Bernie Sanders's campaign told The Post's John Wagner on Wednesday that the Vermont senator has received more than 2 million individual donations. Many donors have given multiple times, meaning that the number of individual donors is itself nearing 1 million in total.
So is that a lot, or what? One million people is more than have ever given me money, for example, but is it more than have ever given to anyone? How much of an outlier is Sanders, exactly?
That's a surprisingly hard question to answer.
The Federal Election Commission compiles data on contributions made to candidates, allowing us to get some sense of what's normal. Excluding contributions to the two parties and their congressional campaign arms, here are the campaigns with the most individual contributions since 1980.
At the top is the 2008 Obama campaign, understandably, followed by his 2012 race. (There are occasionally multiple committees associated with campaigns, so some candidate-cycle combinations show up multiple times.) Obama's 2012 campaign committee actually got enough contributions in the 2014 midterm cycle to make the top 50.

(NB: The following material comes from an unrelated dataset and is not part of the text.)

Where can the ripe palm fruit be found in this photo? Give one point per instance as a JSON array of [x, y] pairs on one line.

And now the "yes, buts" come pouring in. This is contributions, not contributors, meaning that people who gave multiple times are included multiple times. What's more, it excludes donors who gave too little to need to be reported. Campaigns only have to itemize contributions from contributors that meet a certain threshhold ($200 currently); if not, the FEC doesn't get the data. Sanders's campaign counts these unitemized donations, but the chart above can’t.

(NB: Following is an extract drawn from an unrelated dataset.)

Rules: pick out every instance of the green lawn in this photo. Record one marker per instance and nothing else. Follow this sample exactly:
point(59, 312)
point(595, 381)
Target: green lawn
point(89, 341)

Look at 2012, for example. That year, the Obama campaign reported tallying more than 4 million individual donors. The Campaign Finance Institute, which also compiles this data, figured that Obama had 813,402 individual donors through December 2012. The FEC report for that cycle, though, only has about 437,000 contributions.
That's a wide gap, and we're largely left taking Obama's word for it.

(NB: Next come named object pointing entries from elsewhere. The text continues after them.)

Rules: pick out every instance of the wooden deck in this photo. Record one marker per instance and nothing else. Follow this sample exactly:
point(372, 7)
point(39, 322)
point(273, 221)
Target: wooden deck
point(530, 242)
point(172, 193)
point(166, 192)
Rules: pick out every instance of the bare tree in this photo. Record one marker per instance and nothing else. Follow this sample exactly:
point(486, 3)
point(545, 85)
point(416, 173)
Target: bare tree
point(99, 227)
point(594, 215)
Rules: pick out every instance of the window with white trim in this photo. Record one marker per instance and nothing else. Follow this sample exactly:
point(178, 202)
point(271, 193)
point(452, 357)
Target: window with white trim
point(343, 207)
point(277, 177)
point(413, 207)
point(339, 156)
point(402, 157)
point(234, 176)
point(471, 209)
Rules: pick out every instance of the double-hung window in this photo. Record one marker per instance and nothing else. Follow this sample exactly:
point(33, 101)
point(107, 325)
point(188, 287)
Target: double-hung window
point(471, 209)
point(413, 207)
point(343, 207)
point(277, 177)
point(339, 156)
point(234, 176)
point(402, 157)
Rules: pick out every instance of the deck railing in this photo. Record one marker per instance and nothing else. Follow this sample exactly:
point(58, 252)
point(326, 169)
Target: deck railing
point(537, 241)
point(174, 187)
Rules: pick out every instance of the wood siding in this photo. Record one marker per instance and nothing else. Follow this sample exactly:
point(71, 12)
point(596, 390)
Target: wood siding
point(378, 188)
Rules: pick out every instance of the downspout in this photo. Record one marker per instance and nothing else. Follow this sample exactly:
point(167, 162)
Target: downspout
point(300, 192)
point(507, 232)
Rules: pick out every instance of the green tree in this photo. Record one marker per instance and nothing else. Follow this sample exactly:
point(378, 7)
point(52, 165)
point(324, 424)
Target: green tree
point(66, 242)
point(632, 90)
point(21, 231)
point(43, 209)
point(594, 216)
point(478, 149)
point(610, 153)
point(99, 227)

We're comparing apples and oranges here, of course. Bernie Sanders has at least another few months to raise money; naturally he has fewer donors than Barack Obama had at the end of 2012.
It also makes sense that Sanders would be among those with the most all-time donors simply for the fact that he's running for president. It's usually presidential candidates that garner the most individual donors in a presidential cycle; after all, everyone in the country has a direct interest in the outcome. During off-year elections, the most contributions were usually given to party campaign committees. (The exception? Ed Zschau's 1986 senate race in California.)
Incidentally, that ActBlue in 2016 -- the committee that's got the most contributions so far this cycle -- is raising money for a guy named Bernie Sanders.